Le parole contano
Nineteen terrorists. Four hijacked aircraft. Nearly 3,000 victims. It all happened in little more than an hour, between a quarter to nine and 10 in the morning on Sept. 11, 2001. But the war that started that day was destined to last years, many years.
At first they called it the Global War on Terrorism. In time, historians rebranded it the Great War for Democracy.
Leggendo queste parole di Niall Ferguson su Time, pensavo – se mai ce ne fosse stato bisogno – che noi del marketing siamo davvero dei fenomeni: basta cambiare due o tre parole, ed ecco un concetto – e un brand – nuovo di zecca.

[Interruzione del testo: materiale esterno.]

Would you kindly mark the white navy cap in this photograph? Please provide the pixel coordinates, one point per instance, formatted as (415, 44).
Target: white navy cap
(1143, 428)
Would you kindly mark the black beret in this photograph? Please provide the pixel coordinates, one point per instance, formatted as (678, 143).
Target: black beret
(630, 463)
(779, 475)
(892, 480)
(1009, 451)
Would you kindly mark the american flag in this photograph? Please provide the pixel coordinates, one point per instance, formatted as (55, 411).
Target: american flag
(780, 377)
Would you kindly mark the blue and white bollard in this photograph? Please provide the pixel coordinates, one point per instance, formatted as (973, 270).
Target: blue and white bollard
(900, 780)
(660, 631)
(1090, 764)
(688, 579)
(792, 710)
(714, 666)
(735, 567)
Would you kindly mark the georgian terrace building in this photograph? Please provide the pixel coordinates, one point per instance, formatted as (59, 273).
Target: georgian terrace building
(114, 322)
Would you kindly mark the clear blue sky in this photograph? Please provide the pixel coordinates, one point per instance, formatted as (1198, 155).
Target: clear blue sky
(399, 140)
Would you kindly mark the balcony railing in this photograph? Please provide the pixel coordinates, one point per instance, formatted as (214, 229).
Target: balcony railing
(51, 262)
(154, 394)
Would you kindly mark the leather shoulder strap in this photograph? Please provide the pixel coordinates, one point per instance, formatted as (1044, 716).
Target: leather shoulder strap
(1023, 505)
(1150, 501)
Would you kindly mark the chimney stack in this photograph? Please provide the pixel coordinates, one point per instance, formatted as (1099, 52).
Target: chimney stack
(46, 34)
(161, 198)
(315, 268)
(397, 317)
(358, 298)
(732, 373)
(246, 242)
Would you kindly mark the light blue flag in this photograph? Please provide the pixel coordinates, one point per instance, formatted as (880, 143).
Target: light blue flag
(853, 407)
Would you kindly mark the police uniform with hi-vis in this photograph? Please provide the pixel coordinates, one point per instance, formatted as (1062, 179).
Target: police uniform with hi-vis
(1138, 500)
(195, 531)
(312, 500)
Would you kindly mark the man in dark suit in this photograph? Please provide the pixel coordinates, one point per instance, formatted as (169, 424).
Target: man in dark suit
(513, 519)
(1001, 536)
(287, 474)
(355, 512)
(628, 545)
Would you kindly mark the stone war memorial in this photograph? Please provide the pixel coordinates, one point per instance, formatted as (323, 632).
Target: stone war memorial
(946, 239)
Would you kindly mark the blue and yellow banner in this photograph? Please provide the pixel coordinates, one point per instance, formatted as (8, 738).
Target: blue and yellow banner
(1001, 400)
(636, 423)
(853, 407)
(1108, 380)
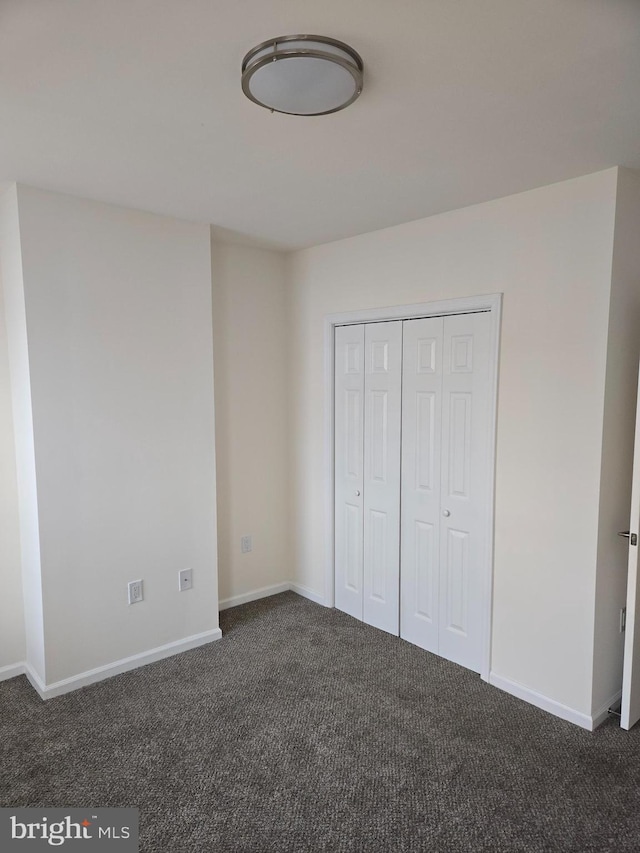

La Guerra Globale al Terrorismo diventa la Grande Guerra per la Democrazia. Suona molto meglio, in effetti. Perchè è piena di buone intenzioni, è intrinsecamente positiva. Il Terrorismo è una cosa brutta, sporca e cattiva. La Democrazia è bella, buona e pulita. Chi non vorrebbe vivere in democrazia? Nessuno che abbia la testa sulle spalle, naturalmente.
Ma.
Pensiamoci un attimo.
Prima di tutto: abbiamo mai davvero avuto timore per la nostra democrazia? Io credo di no. Penso che abbiamo avuto paura di prendere un aereo, di scendere nel tunnel della metropolitana, di entrare in un grattacielo o comunque in un luogo molto affollato e in qualche modo simbolico. Ma non abbiamo seriamente mai pensato che Osama Bin Laden avrebbe conquistato in breve tempo il mondo occidentale, riducendoci in schiavitù e assoggettandoci alla Sharia. Non abbiamo lottato per la democrazia, abbiamo lottato per la sicurezza. Il che non è una cosa gretta e meschina, sia chiaro.
E, soprattutto: difendere la propria democrazia e addirittura pretendere di esportarla mettendosi insieme a signori che della democrazia non sanno cosa farsene è piuttosto bizzarro. George Bush è in guerra per gli stessi motivi di Parvez Musharraf, di Vladimir Putin o del Re di Arabia? Io non lo credo. Anzi: sono sicuro di no.
Però, the Great War for Democracy suona tanto bene, questo bisogna ammetterlo.